Nice article, though I do have to chime in and fix one claim. “Does not make assumptions about the distribution of data (e.g. normality)”. This is false. Where do the p-values come from? Basically what you’re doing from a mathematical standpoint is you are using the pooled values as the “true” model (i.e. null hypothesis) that there is no effect, and then you compute the mean squared error (variance) for the values found for every effect. You then ask the question, do these variances make sense? If it was completely deterministic and your (null) hypothesis was correct, the values for the pooled data would match the factors in the correct portion and all would be dandy and the test statistic would read zero.

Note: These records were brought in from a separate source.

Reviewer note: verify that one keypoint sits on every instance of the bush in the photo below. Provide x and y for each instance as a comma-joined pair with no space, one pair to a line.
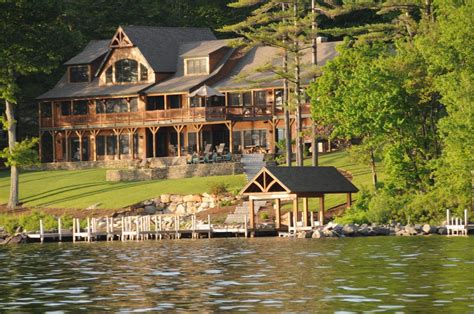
218,188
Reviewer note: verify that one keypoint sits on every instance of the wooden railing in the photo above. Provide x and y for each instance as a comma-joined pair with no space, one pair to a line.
175,115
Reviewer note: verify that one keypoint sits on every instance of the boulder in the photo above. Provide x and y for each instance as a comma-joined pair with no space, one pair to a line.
150,209
165,198
411,230
180,209
349,230
428,229
175,198
148,202
317,234
188,198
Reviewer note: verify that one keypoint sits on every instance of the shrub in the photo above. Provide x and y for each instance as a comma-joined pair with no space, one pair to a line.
218,188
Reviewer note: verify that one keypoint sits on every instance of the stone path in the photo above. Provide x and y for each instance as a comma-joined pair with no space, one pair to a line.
252,163
240,211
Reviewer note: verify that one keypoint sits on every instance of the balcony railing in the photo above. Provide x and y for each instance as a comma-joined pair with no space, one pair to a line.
175,115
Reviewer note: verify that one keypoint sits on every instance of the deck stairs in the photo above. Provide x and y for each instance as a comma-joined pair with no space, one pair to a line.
238,216
252,163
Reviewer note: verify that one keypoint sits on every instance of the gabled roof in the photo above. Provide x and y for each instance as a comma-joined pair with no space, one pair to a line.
160,45
181,83
94,49
299,180
262,55
64,90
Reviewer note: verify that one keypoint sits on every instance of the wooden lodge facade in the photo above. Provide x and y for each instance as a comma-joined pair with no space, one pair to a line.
128,98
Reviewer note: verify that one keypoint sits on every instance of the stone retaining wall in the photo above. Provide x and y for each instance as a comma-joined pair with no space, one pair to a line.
175,172
110,164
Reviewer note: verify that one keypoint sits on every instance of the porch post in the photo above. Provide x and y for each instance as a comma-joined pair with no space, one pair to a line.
349,200
40,146
277,213
251,214
295,211
305,211
321,210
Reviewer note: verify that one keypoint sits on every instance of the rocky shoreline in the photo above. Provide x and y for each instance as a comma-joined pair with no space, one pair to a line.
334,230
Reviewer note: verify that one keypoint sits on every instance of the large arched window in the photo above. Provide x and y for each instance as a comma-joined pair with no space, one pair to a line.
126,71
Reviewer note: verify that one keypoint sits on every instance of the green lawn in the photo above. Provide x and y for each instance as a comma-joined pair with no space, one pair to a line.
82,188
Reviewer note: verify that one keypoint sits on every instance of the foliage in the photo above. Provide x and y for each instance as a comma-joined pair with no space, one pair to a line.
218,188
23,154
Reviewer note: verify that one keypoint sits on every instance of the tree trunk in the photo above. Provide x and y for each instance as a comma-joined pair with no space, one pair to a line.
374,172
314,61
299,138
286,109
13,200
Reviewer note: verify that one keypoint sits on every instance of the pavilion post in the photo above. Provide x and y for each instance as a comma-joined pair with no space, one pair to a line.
349,200
321,211
305,211
278,213
295,211
252,215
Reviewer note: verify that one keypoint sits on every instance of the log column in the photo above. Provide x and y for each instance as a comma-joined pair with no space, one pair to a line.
178,129
154,130
295,211
251,214
321,211
278,213
305,211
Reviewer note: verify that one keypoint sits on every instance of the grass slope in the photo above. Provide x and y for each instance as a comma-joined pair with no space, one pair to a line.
82,188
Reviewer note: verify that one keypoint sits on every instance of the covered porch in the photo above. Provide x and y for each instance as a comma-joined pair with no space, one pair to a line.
295,184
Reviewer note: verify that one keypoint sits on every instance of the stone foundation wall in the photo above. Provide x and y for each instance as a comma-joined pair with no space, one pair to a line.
175,172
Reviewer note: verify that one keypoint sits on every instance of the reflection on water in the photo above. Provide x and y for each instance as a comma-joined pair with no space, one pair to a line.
272,274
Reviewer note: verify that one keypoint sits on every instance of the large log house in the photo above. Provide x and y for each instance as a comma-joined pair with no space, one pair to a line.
127,98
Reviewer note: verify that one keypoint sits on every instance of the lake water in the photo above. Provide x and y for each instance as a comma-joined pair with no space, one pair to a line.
262,274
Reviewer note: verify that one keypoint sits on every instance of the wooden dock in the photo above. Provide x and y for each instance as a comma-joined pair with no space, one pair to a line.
137,228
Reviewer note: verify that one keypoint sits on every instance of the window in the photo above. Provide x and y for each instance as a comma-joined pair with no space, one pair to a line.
109,75
46,110
100,142
80,107
65,108
78,74
143,73
279,99
126,71
261,99
111,144
196,66
240,99
174,101
124,144
255,138
155,103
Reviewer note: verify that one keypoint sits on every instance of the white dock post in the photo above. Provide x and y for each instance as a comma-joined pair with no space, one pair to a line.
161,227
245,226
41,231
74,230
60,233
209,223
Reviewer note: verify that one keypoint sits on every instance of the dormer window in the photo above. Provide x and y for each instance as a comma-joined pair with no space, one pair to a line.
196,66
79,74
126,71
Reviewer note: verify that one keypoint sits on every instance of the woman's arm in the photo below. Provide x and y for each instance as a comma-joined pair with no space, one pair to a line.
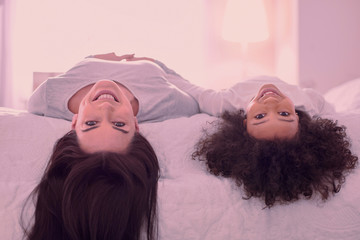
210,101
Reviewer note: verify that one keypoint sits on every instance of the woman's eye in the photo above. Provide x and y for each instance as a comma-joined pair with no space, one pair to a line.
260,116
119,124
90,123
284,114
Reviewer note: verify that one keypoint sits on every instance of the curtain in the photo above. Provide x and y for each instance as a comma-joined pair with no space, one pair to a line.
5,73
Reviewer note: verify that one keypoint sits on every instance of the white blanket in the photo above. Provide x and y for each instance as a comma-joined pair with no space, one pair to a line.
193,204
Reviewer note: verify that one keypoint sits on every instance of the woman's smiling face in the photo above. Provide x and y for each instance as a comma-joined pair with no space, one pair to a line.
105,121
271,114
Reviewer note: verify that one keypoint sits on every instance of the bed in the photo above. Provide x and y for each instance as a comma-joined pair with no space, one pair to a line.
193,204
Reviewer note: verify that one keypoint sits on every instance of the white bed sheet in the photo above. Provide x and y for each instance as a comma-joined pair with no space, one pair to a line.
193,204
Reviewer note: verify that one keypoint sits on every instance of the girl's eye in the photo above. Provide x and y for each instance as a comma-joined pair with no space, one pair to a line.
91,123
260,116
284,114
119,124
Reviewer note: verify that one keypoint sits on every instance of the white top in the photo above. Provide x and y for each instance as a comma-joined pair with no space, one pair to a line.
238,96
158,98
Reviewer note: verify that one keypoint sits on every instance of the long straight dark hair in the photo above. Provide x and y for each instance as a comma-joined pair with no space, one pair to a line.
96,196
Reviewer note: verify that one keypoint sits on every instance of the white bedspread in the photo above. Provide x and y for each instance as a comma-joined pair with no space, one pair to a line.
192,203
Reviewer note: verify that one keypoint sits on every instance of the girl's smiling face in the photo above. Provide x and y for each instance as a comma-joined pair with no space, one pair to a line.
105,121
271,114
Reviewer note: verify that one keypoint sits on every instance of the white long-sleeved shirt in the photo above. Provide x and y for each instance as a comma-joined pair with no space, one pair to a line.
238,96
158,98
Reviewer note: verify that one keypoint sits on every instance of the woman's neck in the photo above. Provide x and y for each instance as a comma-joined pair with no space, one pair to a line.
76,99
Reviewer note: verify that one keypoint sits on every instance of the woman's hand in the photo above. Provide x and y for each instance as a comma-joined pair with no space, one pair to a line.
127,57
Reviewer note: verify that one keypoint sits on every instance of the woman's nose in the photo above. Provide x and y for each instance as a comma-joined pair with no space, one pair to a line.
106,106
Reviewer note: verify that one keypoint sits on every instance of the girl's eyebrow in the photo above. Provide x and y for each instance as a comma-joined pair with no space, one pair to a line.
89,129
121,130
116,128
280,119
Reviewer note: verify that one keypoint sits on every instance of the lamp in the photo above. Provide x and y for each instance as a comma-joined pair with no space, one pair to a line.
245,21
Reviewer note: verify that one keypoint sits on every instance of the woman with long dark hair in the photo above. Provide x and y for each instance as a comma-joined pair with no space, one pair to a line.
103,195
101,180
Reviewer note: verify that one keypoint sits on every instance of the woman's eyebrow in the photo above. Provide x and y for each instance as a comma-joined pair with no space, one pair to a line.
258,123
286,120
89,129
119,129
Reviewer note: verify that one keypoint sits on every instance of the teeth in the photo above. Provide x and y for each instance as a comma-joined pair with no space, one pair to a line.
106,96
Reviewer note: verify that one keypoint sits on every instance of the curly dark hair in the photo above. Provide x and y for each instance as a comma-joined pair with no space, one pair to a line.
317,160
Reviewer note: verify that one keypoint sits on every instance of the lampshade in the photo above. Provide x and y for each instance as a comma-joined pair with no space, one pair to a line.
245,21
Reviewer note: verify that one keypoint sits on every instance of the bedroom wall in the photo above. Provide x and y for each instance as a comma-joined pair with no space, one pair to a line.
328,42
311,43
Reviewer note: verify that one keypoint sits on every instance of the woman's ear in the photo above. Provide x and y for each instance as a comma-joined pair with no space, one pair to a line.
73,121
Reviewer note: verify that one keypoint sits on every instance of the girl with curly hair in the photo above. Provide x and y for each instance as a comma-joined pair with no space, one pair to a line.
276,150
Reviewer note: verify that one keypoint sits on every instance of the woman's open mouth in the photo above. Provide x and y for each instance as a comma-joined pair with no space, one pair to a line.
105,95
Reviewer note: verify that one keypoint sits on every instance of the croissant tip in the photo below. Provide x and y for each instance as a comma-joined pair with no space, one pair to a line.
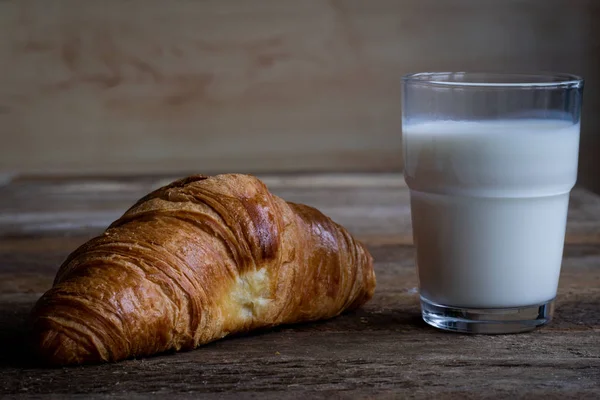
55,348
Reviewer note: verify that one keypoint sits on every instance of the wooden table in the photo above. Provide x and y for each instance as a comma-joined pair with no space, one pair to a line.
383,350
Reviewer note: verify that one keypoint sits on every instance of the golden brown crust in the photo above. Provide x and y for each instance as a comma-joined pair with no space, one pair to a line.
193,262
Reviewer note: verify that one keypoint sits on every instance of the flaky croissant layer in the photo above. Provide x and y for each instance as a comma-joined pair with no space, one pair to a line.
192,262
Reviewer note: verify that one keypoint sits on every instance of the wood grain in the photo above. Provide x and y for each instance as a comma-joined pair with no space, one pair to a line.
138,86
383,350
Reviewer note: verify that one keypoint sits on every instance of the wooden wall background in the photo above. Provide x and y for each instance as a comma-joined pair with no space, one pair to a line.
156,86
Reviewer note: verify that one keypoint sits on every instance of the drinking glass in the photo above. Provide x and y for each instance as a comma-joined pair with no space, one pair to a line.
490,160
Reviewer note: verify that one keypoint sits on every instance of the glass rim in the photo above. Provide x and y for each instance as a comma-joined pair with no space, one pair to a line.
494,79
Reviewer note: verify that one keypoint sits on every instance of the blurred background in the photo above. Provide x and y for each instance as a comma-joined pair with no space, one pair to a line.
157,87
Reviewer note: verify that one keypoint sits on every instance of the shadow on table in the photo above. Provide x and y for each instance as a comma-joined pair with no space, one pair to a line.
15,348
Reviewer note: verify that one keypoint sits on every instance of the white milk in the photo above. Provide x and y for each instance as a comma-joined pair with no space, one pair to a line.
489,208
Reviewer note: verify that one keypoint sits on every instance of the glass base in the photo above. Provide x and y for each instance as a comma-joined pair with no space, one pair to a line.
487,320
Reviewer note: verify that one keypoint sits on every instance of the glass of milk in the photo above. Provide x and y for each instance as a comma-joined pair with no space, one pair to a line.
490,160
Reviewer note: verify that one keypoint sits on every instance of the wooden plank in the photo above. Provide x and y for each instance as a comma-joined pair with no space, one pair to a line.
381,350
142,86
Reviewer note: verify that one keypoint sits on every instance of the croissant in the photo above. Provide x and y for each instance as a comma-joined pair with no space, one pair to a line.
193,262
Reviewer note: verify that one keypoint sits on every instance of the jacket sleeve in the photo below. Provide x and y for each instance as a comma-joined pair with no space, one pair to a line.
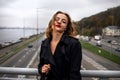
75,61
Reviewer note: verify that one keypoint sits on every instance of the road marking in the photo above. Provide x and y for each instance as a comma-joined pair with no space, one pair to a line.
19,60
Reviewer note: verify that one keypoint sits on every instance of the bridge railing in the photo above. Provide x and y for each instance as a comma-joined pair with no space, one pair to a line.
101,74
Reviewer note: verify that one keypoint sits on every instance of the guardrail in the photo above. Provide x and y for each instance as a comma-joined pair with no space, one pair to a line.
101,74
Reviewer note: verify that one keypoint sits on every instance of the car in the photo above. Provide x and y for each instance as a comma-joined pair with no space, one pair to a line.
30,45
117,49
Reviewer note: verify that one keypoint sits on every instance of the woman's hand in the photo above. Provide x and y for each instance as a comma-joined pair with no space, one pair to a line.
45,68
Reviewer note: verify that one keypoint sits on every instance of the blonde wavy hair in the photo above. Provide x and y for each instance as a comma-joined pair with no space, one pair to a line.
70,31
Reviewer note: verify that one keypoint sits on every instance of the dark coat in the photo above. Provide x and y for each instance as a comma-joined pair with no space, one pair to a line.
66,61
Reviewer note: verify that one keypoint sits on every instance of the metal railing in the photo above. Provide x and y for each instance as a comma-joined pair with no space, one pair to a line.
101,74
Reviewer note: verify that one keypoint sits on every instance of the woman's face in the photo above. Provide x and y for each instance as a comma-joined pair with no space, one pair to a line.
60,23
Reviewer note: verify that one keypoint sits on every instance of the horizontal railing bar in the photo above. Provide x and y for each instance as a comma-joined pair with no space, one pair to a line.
84,73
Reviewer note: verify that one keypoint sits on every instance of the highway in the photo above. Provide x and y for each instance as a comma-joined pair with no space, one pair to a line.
90,61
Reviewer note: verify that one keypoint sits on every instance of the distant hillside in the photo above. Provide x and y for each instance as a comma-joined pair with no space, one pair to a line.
93,25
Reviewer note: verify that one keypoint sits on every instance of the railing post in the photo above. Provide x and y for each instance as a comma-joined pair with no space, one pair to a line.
104,78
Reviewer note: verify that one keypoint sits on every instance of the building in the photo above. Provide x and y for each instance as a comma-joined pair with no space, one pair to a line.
111,31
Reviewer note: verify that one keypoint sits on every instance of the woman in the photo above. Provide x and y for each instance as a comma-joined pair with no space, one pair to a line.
60,55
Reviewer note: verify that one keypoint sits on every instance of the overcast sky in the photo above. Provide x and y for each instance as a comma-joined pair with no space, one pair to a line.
20,13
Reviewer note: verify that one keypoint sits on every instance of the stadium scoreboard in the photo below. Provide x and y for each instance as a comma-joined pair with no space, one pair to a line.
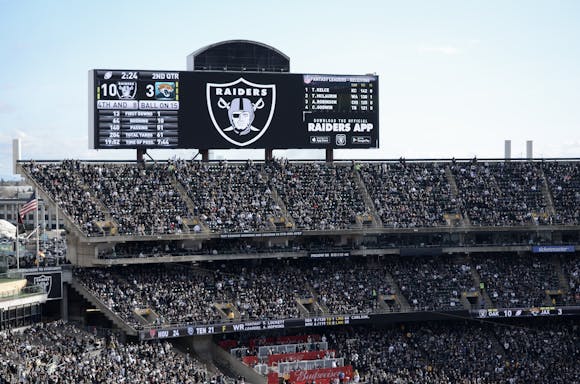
224,110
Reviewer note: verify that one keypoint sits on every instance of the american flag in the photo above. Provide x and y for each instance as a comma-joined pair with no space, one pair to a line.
29,206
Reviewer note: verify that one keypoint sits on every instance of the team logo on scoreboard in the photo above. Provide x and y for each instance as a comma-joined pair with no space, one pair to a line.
241,111
165,90
44,281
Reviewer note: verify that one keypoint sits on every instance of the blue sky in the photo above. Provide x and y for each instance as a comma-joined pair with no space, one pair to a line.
457,78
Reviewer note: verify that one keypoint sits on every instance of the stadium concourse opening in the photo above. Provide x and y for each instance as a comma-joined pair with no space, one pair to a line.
277,271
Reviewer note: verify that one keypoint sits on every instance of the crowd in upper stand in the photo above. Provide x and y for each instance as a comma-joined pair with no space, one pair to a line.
571,267
247,197
501,194
432,283
226,197
517,281
63,353
65,184
564,183
462,353
274,289
317,196
409,194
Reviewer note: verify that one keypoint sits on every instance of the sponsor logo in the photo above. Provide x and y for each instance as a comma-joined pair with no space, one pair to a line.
44,281
361,139
320,139
127,89
241,111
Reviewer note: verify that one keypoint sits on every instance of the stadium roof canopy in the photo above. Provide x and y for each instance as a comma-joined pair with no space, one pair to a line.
238,55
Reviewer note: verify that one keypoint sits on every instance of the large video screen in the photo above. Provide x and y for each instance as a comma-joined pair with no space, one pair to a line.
223,110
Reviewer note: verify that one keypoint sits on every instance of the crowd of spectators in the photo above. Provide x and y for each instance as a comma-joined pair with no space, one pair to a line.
318,196
64,183
517,281
275,289
161,198
228,197
60,352
563,180
350,287
142,199
571,267
501,193
432,283
407,195
462,353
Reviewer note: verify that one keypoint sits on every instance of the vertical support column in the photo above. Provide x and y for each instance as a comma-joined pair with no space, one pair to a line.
204,155
64,303
140,153
329,155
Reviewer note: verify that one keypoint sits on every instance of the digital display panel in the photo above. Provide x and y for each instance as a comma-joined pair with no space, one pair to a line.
223,110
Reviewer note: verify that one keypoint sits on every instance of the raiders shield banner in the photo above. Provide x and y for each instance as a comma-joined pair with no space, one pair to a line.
241,111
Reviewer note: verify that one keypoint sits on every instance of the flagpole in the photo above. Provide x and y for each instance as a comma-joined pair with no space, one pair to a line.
16,243
37,233
57,236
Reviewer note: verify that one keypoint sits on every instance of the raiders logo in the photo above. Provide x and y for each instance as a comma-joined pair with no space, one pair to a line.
44,281
241,111
126,89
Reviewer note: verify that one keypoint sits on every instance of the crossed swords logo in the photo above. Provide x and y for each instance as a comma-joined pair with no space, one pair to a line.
225,105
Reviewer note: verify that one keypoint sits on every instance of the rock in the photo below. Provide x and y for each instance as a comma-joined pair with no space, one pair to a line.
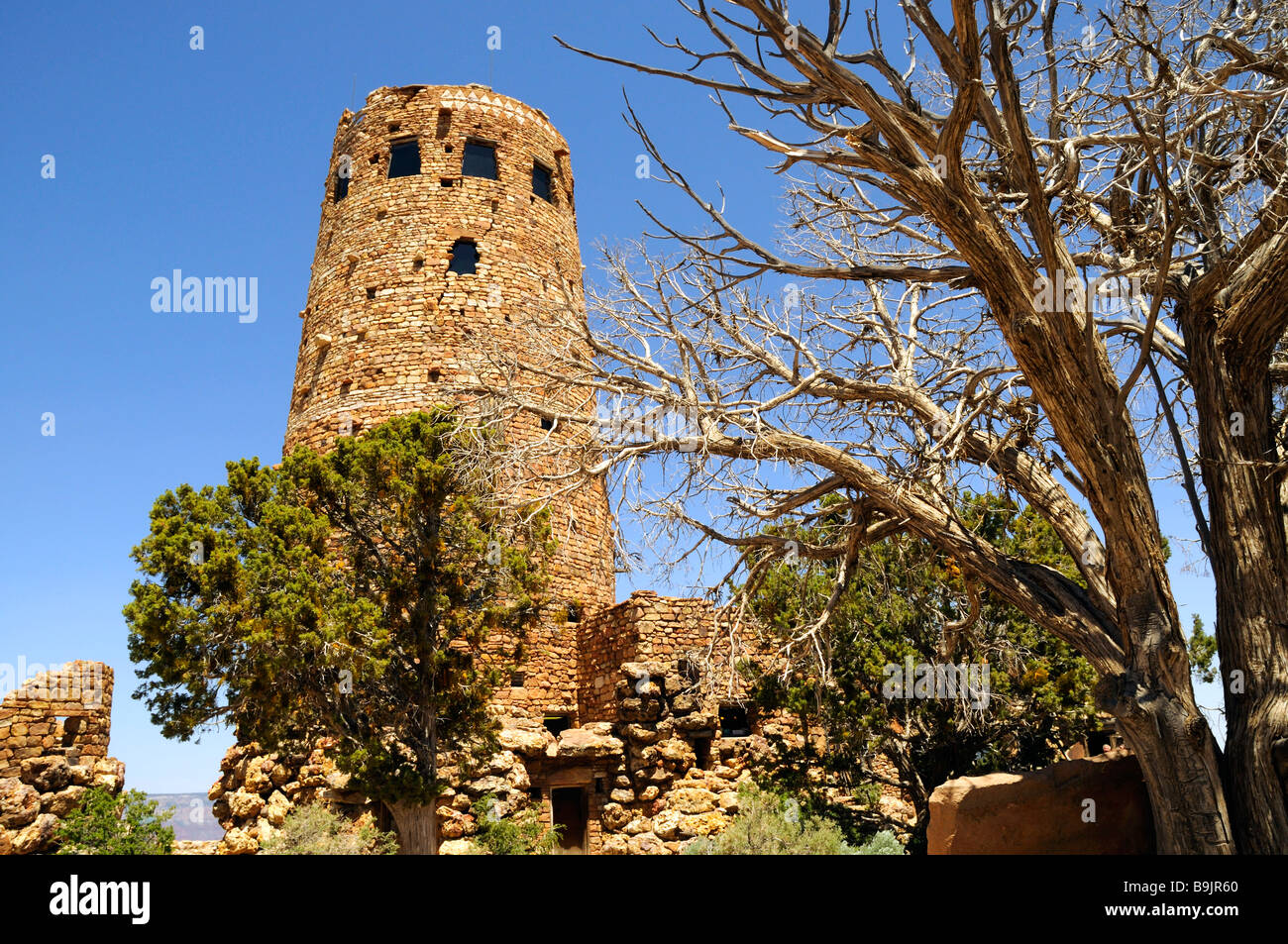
583,743
459,848
239,842
692,800
1041,811
64,801
38,836
20,803
645,844
666,824
526,741
614,816
245,805
702,824
47,775
677,751
277,807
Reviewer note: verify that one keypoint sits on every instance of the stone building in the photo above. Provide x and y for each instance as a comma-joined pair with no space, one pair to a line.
449,224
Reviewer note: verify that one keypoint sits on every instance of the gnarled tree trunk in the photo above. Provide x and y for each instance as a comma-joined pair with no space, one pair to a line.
417,827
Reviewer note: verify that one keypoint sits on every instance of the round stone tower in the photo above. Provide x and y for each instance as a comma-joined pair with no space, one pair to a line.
447,227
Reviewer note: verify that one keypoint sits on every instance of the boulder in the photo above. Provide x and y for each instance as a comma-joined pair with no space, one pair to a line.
63,801
20,803
47,775
1043,811
692,800
38,836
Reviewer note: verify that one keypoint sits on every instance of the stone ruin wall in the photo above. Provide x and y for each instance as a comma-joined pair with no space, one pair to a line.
389,330
54,734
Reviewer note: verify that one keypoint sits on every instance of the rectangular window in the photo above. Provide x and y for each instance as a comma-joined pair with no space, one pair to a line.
465,258
541,181
480,159
404,158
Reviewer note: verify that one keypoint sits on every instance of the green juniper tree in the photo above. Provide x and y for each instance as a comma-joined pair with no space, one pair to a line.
346,595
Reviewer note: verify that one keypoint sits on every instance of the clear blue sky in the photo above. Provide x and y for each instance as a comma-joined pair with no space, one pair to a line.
214,162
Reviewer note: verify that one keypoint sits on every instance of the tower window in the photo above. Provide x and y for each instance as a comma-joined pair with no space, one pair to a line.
541,181
480,159
465,257
733,721
403,158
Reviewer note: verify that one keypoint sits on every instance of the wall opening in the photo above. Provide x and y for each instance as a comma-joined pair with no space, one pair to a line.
541,181
734,721
480,159
557,723
570,814
404,158
465,258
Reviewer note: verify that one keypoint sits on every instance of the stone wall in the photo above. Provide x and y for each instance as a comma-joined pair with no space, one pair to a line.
1091,806
53,747
387,327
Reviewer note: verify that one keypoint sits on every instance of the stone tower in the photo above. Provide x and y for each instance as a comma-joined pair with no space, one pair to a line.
447,227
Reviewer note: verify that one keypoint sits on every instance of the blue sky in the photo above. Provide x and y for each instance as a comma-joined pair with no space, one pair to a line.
214,162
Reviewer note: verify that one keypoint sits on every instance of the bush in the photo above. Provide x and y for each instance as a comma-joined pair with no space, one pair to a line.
107,824
523,833
773,824
314,829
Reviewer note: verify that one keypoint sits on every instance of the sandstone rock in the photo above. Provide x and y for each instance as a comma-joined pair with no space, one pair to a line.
645,844
702,824
459,848
583,743
20,803
64,801
692,800
47,775
614,816
38,836
239,842
666,824
1041,811
277,807
245,805
526,741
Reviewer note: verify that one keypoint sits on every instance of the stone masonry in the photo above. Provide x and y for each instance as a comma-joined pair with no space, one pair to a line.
53,747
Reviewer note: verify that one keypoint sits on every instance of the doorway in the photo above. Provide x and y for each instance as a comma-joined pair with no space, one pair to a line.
568,811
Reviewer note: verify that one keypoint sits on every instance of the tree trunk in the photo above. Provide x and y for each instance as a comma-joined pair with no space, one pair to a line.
1179,760
417,828
1249,563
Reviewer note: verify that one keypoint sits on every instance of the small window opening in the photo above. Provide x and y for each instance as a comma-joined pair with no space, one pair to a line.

However, what you instead is that the stuff you added all are squares of something with mean zero variance 1 (since you subtracted the mean and divide away the variance term, that’s why the subtraction and division are in the equation), and you have to ask how likely is this? Well, that’s not enough information without knowing the distribution (the mean and the variance doesn’t determine the distribution for all probability distributions, just very simple ones like Poisson and Normal distributions). However, you make the assumption that each of these are mean zero variance 1 (standard) normally distributed random variables (if you have infinite data, this assumption is always correct). Thus you mathematically define the Chi Square distribution of degree k to be the sum of k standard normal random variables. From here some math ensures to find out what that distribution is (the easiest way being via characteristic functions) and thus you find the probability of having this sum of squares greater than or equal to a given value.

But notice what you had to do: you had to make the normality assumption on each term of the sum in order to link the test statistic to the very mathematical object (the Chi Square distribution) in order to use that to compute a probability of seeing a value this big or larger.

However, there is a way to compute (in some sense) an “exact” probability for these kinds of problems, and that would be the Fisher’s exact test. A quick Google search will bring up the test and how to do it. However, in practice it’s not really that different from a Chi Square test, the differences only really come up when you have the standard issues that plague tests which rely on normality (i.e. have a large outlier).

P.S. I see this is your first article on the site. Very well done and I hope to see more in the future. Cheers!